Yet, Havens said, "We experienced quite a falloff" in equity underwriting, and Citi is now in "an unacceptable position."

In some European debt categories, the New York company wasn't even among the top ten underwriters anymore — certainly not a good showing for a bank that boasts of its vast international reach. "We'd rather not be in the business" than have such a low ranking, Havens said.

In merger and acquisitions advisory, Havens said, "We are not where we want to be, and we are dealing with it."

Havens' success or failure is critical for Citi. Its investment bank is among the world's largest, and Citi's success as a global bank will depend on its ability to attract and keep as clients big corporations with cross-border capital markets needs.

During the crisis, "we had lost focus," Havens said. Nevertheless, "We continue to be heavily engaged with our largest clients on how they are building their cross-border capabilities. We are seeing the results."

Havens, the company's capital markets chief since 2008, had to refocus the division at the heart of what went wrong at Citigroup: Taking on too much risk, trying to be all things to all customers, doing deals for deals' sake rather than emphasizing long-term profitability.

As part of the solution, Citi shrank its roster of clients from about 20,000, to the roughly 4,000 it had banking relationships with. "We had to redefine what our goals were.
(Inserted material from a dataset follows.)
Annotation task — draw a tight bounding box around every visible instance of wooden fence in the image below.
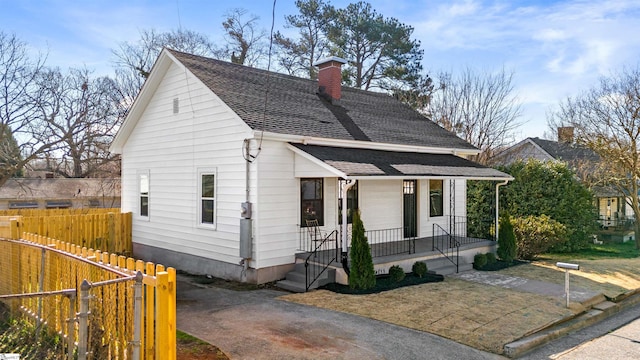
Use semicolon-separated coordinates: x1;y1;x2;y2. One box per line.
0;233;176;360
0;209;133;255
We were a client-acquisition business; now we are in the relationship-management business," he said.

The revival, he said, is behind schedule. In 2009, Citigroup struggled with its own problems while the market rebounded. Invigorated competitors lured customers with charts illustrating Citi's decline.

Hiring top bankers, Havens said, "was a tough sale."

First-quarter 2011 net income from the capital markets businesses fell 46% from a year earlier, to $1.7 billion. At JPMorgan Chase & Co. such income fell 4%, to $2.4 billion, and at Bank of America Corp. it fell 34%, to $2.1 billion.

In trading, Citi had "a dip, and now we are back," Havens said. Citi generated almost $5 billion of revenue from stock, bond and commodities trading in the first quarter — ahead of Morgan Stanley and B of A and Morgan Stanley but behind Goldman Sachs Group Inc. and JPMorgan Chase. Citigroup is building more heft in commodities trading, Havens said.

In equities underwriting, Citi slid a notch from a year earlier, to eighth in 2010; in fixed income, it ranked seventh, down from third, according to Dealogic.

Citi may never regain the top spot it once held in the bond business, said Jeff Harte, an analyst at Sandler O'Neill & Partners LP, because its focus on profitability will make Havens more selective about deals.

"Executing landmark transactions for our clients: that's what I care about," Havens said. Recent deals are evidence of Citi's strengths, he said.

Citigroup was coordinator for Glencore International, a Swiss commodities company; and it was the lead bookrunner in HCA Holdings Inc.'s initial public offering.

Citi added about 70 managing directors this year. In September, Stephen Trauber joined from UBS AG.

Since, Ethan Topper joined as technology banker from Credit Suisse AG and Yuichi Jimbo from JPMorgan Chase in Japan.

"We have a sense that, if the world stays calm, you will see … large pools of liquidity deployed," Havens said, particularly in cross-border transactions and investments. And that, Havens argues, is Citi's sweet spot.